Friday, November 25, 2011

Namespace issues in Apache

Some time ago I was given a task to write a Python WSGI script that handles all (really all!) URLs on a given Apache-based virtual host. Doesn't that sound easy? Here is the "obvious" part of the Apache configuration file for that virtual host:

WSGIScriptAlias / /path/to/script.wsgi

Except that it is slightly wrong. The problem is that the script really should handle all URLS, even "evil" ones, without any omissions. In the above form, it doesn't.

First, if the URL contains a percent-encoded slash (e.g., as in http://example.org/foo%2fbar), Apache gives a 404 error by default, without even calling the script. Solution:

AllowEncodedSlashes On

Wait, there is more! Regular aliases have higher priority than our WSGIScriptAlias, and that there are some default aliases usually set by distributions. Due to that, http://example.org/icons/folder.gif will map to a static file, not to the WSGI script. There is a wishlist bug in Apache that one cannot easily remove aliases from the namespace.

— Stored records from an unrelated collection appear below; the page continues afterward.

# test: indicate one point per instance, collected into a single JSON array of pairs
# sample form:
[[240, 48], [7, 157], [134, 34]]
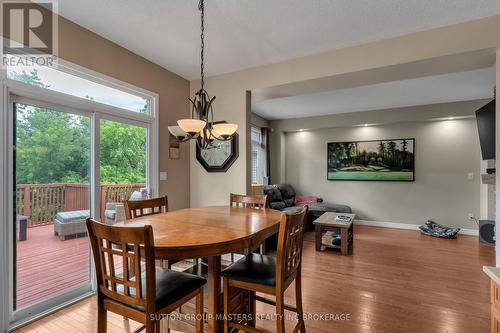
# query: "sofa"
[[283, 197]]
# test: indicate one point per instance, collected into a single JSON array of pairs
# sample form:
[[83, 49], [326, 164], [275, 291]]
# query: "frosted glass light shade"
[[177, 132], [191, 126], [225, 130]]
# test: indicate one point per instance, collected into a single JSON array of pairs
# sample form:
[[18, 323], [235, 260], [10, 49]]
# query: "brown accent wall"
[[85, 48]]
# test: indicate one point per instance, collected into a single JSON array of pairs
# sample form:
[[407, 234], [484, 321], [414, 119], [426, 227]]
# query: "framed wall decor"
[[376, 160], [219, 158]]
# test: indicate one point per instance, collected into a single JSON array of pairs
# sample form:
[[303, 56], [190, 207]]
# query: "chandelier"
[[201, 126]]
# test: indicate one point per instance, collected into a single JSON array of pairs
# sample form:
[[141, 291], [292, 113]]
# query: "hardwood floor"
[[396, 281]]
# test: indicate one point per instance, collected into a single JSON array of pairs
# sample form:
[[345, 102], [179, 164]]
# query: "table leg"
[[344, 241], [214, 268], [318, 237]]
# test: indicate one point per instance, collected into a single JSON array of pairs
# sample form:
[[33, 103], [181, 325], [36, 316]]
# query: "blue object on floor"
[[434, 229]]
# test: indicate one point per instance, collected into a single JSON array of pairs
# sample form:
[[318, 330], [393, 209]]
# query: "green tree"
[[54, 147]]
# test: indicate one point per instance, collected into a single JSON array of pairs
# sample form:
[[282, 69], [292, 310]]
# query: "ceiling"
[[462, 86], [247, 33]]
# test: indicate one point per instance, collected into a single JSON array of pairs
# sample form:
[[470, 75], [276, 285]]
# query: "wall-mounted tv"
[[377, 160], [485, 118]]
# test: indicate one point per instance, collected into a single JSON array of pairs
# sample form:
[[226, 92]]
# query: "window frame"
[[13, 90]]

The solution (or, more precisely, a bad hack) that I found is to use mod_rewrite. By adding some prefix to all URLs (and, of course, dealing with it in the script), one makes sure that the existing aliases are not hit:

AllowEncodedSlashes On

RewriteEngine On
RewriteRule ^/(.*)$ /dummyprefix/$1 [PT]

WSGIScriptAlias /dummyprefix /path/to/script.wsgi

Still, this doesn't work (gives a 404 error instead of calling the script) on URLs that include some bad characters such as newlines, e.g. http://example.org/foo%0abar . Removing the dollar sign from the pattern fixes the 404 error, calls the script, but it then receives a truncated PATH_INFO in the environment. Still, SCRIPT_URI is correct, so this may be enough. In fact, if the script doesn't care about PATH_INFO, even this works:

AllowEncodedSlashes On

RewriteEngine On
RewriteRule ^/ /dummyprefix [PT]

WSGIScriptAlias /dummyprefix /path/to/script.wsgi

The real cause of the issue with the original RewriteRule is that the "." metacharacter doesn't really match all characters. Indeed, it doesn't match a newline. So, in order to match the full URL, including the evil encoded newline in the middle, one has to write an explicit range covering all possible characters:

AllowEncodedSlashes On

RewriteEngine On
RewriteRule ^/([\x00-\xff]*)$ /dummyprefix/$1 [PT]

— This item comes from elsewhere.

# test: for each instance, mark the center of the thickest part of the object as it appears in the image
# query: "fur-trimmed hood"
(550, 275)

WSGIScriptAlias /dummyprefix /path/to/script.wsgi

Whoops. Now a typical sysadmin probably won't understand the need (or will forget the reason) behind such a complex configuration for a seemingly simple issue of passing all URLs to a single script. And I am still not 100% sure that all valid URLs are really handled by the script. Maybe I should have started with a different web server, the one that doesn't have a polluted namespace in virtual hosts by default.

Update: In the comments, the following was suggested:

AllowEncodedSlashes On
WSGIHandlerScript wsgi-handler /path/to/handler.wsgi
SetHandler wsgi-handler

Here handler.wsgi would be a typical WSGI script, except that it provides the "handle_request" callable object instead of "application".

This solution looks elegant and simple, but, if PHP is also installed on the same server, it is wrong (thus proving the complexity of the problem and the fragility of Apache URL namespace). It misses URLs that end in .php (even though the document root s empty). So, back to the ugly solution based on mod_rewrite.